Em tempos de extrema intolerância, o sentimento de compaixão em relação ao próximo parece ter desaparecido do mapa. Diante de tanta individualidade e da insensatez dos homens, fica difícil acreditar que dias melhores em comunidade virão. Quando a sociedade começa humanizar coisas e objetificar pessoas é porque algo vai muito mal. Um sinal de alerta foi aceso. Atualmente, essa inversão de valores tem sido cada vez mais comum, em qualquer canto do mundo.
Aqui mesmo, em Mogi Mirim, a condição das pessoas em situação de rua tem gerado um impasse entre o Poder Público e a população, principalmente aquela parcela mais conservadora. É uma hipocrisia dizer que se entende a necessidade do acolhimento quando, na prática, o oposto é executado, tentando “jogar” essas pessoas o mais longe possível dos centros urbanos, ou seja, dos espaços públicos das cidades, que também são delas por direito.
Recentemente, um abaixo-assinado vem sendo feito pela vizinhança da Ladeira São Benedito contra a mudança dos moradores de rua para o imóvel da antiga sede da Guarda Mirim, localizada na mesma via. O serviço vinha sendo prestado no Centro de Referência em Assistência Social (Creas), que fica na esquina entre a Paróquia São Benedito e Santa Casa de Misericórdia. Contudo, após reclamações de que essas pessoas vinham causando incômodo na área da Praça Duque de Caixas, a mudança foi anunciada pela secretária de Assistência Social, Leila Iazzetta, no começo do mês.
Muitos até adorariam que esse pessoal fosse, como nos filmes de ficção, abduzido por outros seres. Deixando a ficção para o cinema, o problema é de todos, sim, e precisa ser enfrentado com uma boa dose de humanidade. Não fazer vistas grossas à realidade alheia talvez não seja o caminho mais fácil, no entanto, já é um bom começo para a construção de um ambiente mais solidário. As pessoas podem mudar de residência, carro, emprego, os objetos da casa, mas não têm o direito de definir, ou impor, onde as outras devem ficar. Ser livre significa ter o direto de ir e vir, querer estar ou sair das ruas, aceitar ou não ajuda.

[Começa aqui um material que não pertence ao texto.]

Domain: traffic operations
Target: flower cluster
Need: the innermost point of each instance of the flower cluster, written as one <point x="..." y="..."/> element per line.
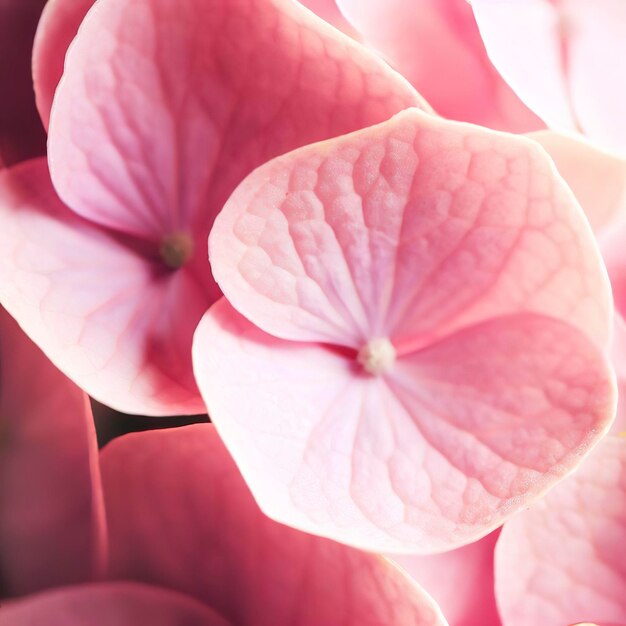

A sociedade deveria, na verdade, fazer um abaixo-assinado contra políticos corruptos, os especialistas em roubar, além de dinheiro público, a dignidade dos cidadãos. Se há pessoas morando nas ruas, mesmo que por opção, é também porque o sistema é falho. Não cabe julgá-las por isso, uma vez que todas têm sentimentos, família e uma história de vida. A única certeza é de que a humanidade anda em terras bem distantes daqui.